Method No. 2: The Police Report Decides
When the police arrive on the scene of an accident, an officer’s first job is to figure out if anyone is hurt and, if so, call for medical help. The second is to assess the scene—note the damage to all vehicles involved and, equally important, see where they are now situated. This often makes it clear as to who actually is at fault. For example, if one vehicle careened through a stop sign and “T-boned” the other, or if one was merely stopped at a red light and hit from behind, then the end result is pretty clear. The officer will usually make a diagram of the scene.
Special circumstances could have caused the accident, such as cell phone use, speeding or driving under the influence (DUI). And that’s why the officer should talk to any witnesses, including those who were in the vehicles involved in the accident. The officer will probably ask many of the same questions that would be asked in court. Have your story straight and don’t utter spontaneous admissions.
Bear in mind that a police report is not infallible. But it is a public document that auto insurance companies will undoubtedly read. And you should too—when it becomes available. If no police officer was at the scene, then go to the nearest police station to file an incident report in person, or file it later online.
“Filing an official police report can help, especially if the other driver involved decides to sue you for damages or medical injuries, or there is more damage done to your vehicle than originally thought,” says vice president Loretta Worters of the Insurance Information Institute, which represents many auto insurers. “If you do file an insurance claim, you’ll need to have that report.”
Method No. 3: The Insurance Companies Decide
Insurance claims are getting much easier to file. They can often be done virtually, accompanied by pictures of the accident. Algorithms will instantaneously evaluate the damage.
When all those involved in the accident have filed claims with their insurance companies, it’s up to the insurers to decide the outcome. If you carry collision coverage, you can file a claim for your car damage.
If the other driver is indeed at fault, then your insurer will seek restitution from the other driver’s insurer using a process known as “subrogation.” Simply put: Your insurer will ask the other driver’s insurer to reimburse it for the collision claim and you’ll get a refund of your deductible.

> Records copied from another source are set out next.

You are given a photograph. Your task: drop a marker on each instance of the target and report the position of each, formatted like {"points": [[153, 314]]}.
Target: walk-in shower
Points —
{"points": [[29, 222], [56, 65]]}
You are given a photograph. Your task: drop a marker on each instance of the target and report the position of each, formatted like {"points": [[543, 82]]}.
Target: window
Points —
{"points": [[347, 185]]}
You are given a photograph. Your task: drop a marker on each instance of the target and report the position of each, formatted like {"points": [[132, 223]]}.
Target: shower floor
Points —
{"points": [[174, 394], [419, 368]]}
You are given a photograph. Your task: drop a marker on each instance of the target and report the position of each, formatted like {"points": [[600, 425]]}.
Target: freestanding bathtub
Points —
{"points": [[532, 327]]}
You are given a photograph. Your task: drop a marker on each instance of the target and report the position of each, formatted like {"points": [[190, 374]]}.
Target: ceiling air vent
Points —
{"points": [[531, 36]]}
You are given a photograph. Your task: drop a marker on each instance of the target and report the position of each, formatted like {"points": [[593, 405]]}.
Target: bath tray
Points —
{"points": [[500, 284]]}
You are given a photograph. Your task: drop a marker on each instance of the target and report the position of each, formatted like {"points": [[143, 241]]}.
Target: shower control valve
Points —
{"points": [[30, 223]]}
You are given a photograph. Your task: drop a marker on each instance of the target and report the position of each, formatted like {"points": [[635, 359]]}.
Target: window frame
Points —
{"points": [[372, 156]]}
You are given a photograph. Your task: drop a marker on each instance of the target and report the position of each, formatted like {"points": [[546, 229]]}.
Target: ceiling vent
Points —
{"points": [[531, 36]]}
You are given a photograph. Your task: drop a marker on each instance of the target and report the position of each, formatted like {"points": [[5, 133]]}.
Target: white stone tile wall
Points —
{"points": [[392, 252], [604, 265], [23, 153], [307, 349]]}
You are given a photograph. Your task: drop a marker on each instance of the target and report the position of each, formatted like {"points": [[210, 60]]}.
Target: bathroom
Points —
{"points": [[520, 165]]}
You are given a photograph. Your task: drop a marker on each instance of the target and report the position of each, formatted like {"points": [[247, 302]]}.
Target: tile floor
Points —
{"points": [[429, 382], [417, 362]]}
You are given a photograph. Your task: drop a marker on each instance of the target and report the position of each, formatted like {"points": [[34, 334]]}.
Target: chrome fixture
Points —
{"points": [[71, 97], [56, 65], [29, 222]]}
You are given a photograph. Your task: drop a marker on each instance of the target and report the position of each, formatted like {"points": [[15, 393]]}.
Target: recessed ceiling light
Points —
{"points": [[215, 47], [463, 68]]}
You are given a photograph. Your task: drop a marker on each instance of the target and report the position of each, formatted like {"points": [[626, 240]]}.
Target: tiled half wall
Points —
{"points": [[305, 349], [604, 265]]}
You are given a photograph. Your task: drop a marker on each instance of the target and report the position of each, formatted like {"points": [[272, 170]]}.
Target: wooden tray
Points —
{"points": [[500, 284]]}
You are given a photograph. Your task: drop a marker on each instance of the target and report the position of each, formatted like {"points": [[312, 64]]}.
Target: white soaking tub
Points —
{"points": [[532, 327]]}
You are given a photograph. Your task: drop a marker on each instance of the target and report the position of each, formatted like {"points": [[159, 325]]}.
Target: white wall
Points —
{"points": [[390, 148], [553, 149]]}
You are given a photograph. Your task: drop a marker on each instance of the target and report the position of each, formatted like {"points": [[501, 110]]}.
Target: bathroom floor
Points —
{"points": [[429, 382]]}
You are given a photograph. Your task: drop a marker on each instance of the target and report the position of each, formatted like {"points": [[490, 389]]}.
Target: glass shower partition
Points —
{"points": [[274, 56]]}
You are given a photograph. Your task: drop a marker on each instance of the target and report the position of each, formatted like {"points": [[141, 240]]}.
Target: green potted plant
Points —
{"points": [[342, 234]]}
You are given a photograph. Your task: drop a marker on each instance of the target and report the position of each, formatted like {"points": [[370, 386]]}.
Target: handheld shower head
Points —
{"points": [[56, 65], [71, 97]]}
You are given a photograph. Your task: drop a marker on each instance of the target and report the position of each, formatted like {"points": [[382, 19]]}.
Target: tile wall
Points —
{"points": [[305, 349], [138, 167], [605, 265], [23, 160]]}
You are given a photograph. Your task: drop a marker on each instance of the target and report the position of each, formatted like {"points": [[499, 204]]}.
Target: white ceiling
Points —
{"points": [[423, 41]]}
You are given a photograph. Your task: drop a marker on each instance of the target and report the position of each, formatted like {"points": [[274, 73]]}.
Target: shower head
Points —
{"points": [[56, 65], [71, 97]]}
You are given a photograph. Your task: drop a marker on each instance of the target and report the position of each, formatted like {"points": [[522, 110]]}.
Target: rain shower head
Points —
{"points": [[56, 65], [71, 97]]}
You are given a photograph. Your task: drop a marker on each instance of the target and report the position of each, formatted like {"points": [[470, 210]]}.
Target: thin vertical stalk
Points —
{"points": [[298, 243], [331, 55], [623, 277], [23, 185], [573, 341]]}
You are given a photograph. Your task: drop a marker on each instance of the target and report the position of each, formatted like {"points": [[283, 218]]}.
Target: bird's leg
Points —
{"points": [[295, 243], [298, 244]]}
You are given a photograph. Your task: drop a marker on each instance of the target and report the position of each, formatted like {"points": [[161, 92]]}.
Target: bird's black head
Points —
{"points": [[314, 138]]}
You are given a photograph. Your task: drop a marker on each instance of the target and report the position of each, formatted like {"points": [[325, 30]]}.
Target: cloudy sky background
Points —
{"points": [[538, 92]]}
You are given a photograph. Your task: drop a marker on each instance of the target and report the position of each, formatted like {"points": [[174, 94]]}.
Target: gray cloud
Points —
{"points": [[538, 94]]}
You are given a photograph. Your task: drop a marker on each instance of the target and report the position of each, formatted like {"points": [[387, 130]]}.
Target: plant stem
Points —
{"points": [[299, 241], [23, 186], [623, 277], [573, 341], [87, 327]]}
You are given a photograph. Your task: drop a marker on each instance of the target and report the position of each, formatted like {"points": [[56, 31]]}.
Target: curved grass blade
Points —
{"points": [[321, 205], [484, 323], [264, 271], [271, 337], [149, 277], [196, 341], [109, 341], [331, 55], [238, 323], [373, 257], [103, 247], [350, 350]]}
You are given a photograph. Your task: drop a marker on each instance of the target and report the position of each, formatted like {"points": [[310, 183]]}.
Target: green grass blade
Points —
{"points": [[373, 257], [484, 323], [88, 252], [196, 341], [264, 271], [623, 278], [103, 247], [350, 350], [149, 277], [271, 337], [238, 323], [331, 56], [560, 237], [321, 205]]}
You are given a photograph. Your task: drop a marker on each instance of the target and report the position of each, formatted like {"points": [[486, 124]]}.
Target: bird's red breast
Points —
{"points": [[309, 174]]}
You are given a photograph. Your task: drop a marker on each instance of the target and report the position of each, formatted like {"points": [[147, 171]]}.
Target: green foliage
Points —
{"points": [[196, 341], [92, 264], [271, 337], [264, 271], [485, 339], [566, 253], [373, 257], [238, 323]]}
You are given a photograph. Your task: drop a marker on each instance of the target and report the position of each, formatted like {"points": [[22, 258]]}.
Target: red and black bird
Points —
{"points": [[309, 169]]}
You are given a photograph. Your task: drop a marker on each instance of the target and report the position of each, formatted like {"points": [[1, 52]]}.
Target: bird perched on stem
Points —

If it only involves monetary damages, “take it to small claims court,” suggests Robert Passmore, who oversees auto and claims policy for the American Property Casualty Insurance Association. The average property damage liability claim was $4,146 in 2016 (the most recent data available), according to the National Association of Insurance Commissioners.
In a few cases a jury decides but there aren’t any civil jury trials presently in Vermont because of the pandemic.
Small claims courts nationwide often permit lawsuits up to $10,000, although some are limited to much less, such as $2,500. In Vermont it’s $5,000.
But winning your case can be onerous and downright nasty. “Insurance companies have their own personalities, just like people,” says Wickert. “Some pay because they want it settled, while others have a scorched earth policy and fight for every dime.”